If we thrive in 2050, it will be because we made smart and informed choices now. A sustainable future is not impossible.
To get there, emerging market economies need $2.4 trillion annually through 2030 to fully transition to a low-carbon economy. Yet today global climate finance flows amount to only $1.3 trillion, half of what is needed.
How can we ensure this happens and make the sustainable planet of 2050 a reality, rather than just an inspiring thought experiment?
Moving Capital: The Smart Business Choice and New Asset Classes
The key? Moving capital at scale. This will also mean ensuring investors understand that climate finance isn’t just about responsibility—it’s smart business. Investing in sustainable infrastructure and economies unlocks new opportunities, creates stability, mitigates risks, and reduces costs in the medium and long term.
Take sustainable cooling. The cooling market in developing economies is expected to grow from about $300 billion to $600 billion per year, or more, by 2050, with space cooling (both residential and commercial) driving growth. If energy and efficient cooling equipment implemented at scale it would save consumers up to $0.6 trillion per year, which is half of the $1.25 trillion spent on fiscal subsidies for fossil fuels and agriculture.
To truly unlock private finance, we need to support reforms and policies that can catalyze low-carbon, sustainable investment and move markets in a climate-oriented direction. This includes targeted pro-climate reforms such as green taxonomies, carbon taxation, energy efficiency standards, and cost reflective tariffs.
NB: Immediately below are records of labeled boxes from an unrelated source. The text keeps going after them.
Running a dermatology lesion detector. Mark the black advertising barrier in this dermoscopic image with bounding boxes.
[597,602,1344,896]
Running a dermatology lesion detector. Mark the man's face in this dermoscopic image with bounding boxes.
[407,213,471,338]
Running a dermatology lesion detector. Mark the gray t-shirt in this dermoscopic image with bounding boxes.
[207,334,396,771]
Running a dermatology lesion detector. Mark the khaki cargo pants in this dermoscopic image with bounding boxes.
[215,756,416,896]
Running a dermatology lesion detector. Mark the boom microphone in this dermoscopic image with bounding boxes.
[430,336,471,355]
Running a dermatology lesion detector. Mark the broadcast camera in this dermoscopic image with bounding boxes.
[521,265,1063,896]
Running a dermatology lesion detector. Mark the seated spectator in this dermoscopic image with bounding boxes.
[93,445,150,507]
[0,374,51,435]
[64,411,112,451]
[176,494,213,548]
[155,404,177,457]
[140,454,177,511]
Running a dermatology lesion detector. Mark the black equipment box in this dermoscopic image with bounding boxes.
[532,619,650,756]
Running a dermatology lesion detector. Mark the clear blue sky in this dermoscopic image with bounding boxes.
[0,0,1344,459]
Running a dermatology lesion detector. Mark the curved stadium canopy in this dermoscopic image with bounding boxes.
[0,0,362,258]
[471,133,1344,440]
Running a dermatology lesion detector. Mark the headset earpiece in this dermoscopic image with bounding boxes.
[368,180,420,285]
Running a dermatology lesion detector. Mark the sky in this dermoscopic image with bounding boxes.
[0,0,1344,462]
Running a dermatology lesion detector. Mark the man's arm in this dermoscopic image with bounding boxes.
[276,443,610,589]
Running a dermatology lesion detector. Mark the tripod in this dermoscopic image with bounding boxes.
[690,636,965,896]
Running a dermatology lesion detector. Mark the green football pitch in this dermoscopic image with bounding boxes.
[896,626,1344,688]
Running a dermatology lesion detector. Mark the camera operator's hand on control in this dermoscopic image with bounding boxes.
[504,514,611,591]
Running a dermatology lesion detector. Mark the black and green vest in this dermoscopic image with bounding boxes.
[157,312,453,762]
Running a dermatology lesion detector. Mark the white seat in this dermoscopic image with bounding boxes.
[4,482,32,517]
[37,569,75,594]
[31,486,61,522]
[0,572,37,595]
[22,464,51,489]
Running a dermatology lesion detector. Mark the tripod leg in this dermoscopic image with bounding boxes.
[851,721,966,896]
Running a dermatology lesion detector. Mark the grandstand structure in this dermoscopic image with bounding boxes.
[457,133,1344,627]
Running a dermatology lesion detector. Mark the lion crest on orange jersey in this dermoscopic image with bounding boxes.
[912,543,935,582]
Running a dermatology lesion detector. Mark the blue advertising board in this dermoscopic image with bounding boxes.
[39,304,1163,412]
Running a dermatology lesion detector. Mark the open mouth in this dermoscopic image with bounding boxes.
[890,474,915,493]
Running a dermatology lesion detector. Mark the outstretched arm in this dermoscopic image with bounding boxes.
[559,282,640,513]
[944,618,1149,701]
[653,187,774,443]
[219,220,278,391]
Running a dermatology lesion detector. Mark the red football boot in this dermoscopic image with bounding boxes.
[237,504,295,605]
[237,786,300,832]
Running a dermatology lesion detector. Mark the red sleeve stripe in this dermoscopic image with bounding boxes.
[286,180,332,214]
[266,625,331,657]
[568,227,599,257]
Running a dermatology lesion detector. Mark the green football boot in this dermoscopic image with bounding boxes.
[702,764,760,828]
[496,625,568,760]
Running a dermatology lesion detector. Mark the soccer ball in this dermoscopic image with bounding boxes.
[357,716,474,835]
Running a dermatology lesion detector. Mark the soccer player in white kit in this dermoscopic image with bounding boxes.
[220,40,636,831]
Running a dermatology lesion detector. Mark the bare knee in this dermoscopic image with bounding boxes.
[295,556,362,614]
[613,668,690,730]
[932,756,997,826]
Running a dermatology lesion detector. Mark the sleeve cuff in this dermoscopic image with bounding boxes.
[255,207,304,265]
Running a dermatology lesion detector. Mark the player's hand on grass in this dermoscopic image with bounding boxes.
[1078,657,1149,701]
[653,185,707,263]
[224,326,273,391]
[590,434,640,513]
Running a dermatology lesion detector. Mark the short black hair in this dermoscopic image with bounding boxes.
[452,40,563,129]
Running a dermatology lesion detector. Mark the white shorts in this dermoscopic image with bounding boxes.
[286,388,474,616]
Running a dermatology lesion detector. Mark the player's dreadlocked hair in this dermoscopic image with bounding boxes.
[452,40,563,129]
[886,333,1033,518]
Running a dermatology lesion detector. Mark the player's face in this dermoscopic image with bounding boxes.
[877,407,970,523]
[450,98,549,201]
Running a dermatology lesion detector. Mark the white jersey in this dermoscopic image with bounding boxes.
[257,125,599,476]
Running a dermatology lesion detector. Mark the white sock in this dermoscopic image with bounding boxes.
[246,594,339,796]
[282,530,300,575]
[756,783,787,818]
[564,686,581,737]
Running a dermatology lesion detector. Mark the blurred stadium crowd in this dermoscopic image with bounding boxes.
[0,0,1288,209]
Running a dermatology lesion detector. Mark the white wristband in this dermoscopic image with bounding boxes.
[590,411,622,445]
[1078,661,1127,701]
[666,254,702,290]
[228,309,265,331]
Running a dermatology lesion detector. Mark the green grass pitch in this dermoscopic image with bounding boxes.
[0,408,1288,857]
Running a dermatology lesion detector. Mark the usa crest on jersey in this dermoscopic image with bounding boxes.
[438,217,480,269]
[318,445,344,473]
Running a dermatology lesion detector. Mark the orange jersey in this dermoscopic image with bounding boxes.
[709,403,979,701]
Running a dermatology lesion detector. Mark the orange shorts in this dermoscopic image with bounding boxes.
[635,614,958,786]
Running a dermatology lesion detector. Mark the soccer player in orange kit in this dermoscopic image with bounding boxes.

It also includes broader reforms such as regulatory certainty or the introduction of conducive public-private partnership (PPP) frameworks.
To truly unlock private finance, we need to support reforms and policies that can catalyze low-carbon, sustainable investment and move markets in a climate-oriented direction.
Green taxonomies have been particularly powerful.
By clearly defining “green” or sustainable investments, they are creating a new asset class drawing in institutional investors. With their clear, measurable criteria, taxonomies bring consistency and transparency to financial markets, enabling investors to confidently allocate capital to climate-friendly projects.
The impact of green taxonomies extends beyond clarity—they also reduce the risk of “greenwashing,” ensuring funds flow to projects that genuinely advance environmental and social goals. And they make it easier for institutional investors, like pension funds and sovereign wealth funds, to incorporate sustainability into their portfolios.
Innovative Financing Instruments: Unlocking Scale through Capital Markets
Thematic bonds increasingly offer another excellent tool to mobilize large-scale climate finance. Ranging from green bonds to blue, and sustainability-linked bonds, they offer investors an opportunity to align their capital with specific environmental and social outcomes, all while delivering competitive financial returns. The market size for thematic bonds reached an impressive $760 billion across forty-five countries which are part of the Sustainable Banking and Financing Network in 2023.
Their success lies in their ability to directly connect financial flows to specific outcomes. These bonds offer transparency to investors by ensuring proceeds are used exclusively for projects aligned with their themes. This targeted approach not only attracts traditional investors but also engages a new wave of capital from impact-driven funds, institutional investors, and retail markets. IFC was one of the earliest issuers of green bonds and has been driving innovation in the market to unlock investment. As of June 2024, there were more than $5.1 trillion outstanding bonds in the sustainable debt capital markets.
As of June 2024, there were more than $5.1 trillion outstanding bonds in the sustainable debt capital markets.
Thematic bonds have also served as catalysts for innovation in finance. Their growth has inspired new instruments such as biodiversity bonds, focusing on ecosystem conservation. Such innovations have broadened their scope, enabling them to address a wider range of global challenges.
Partnerships That Make It Work
Climate-friendly projects need to be perceived as bankable to ensure capital flows towards them. Right now, their return profile is not commensurate with the risks investors face, especially in emerging markets.
Concessional capital, or blended finance—in the form of grants, guarantees, and debt or equity at below-market rates of returns—is one of the most powerful mechanisms to mitigate this.
For every dollar of concessional capital, IFC, for example, has mobilized $8 in private sector investment, achieving a significant “crowding-in” effect. This ensures limited public funds are used to leverage vast amounts of private capital, maximizing the impact of every investment.
Concessional equity capital, which can absorb first loss risk, holds the promise of being truly catalytic in helping companies and funds attract capital at a much larger scale from commercial investors.
Looking into 2050
The road ahead will not be easy. Policy inertia and technological barriers could slow down progress. But taking deliberate action today, coupled with innovative financing solutions and strong partnerships, can help drive us forward and make that livable planet of 2050 a reality, rather than an impossible dream.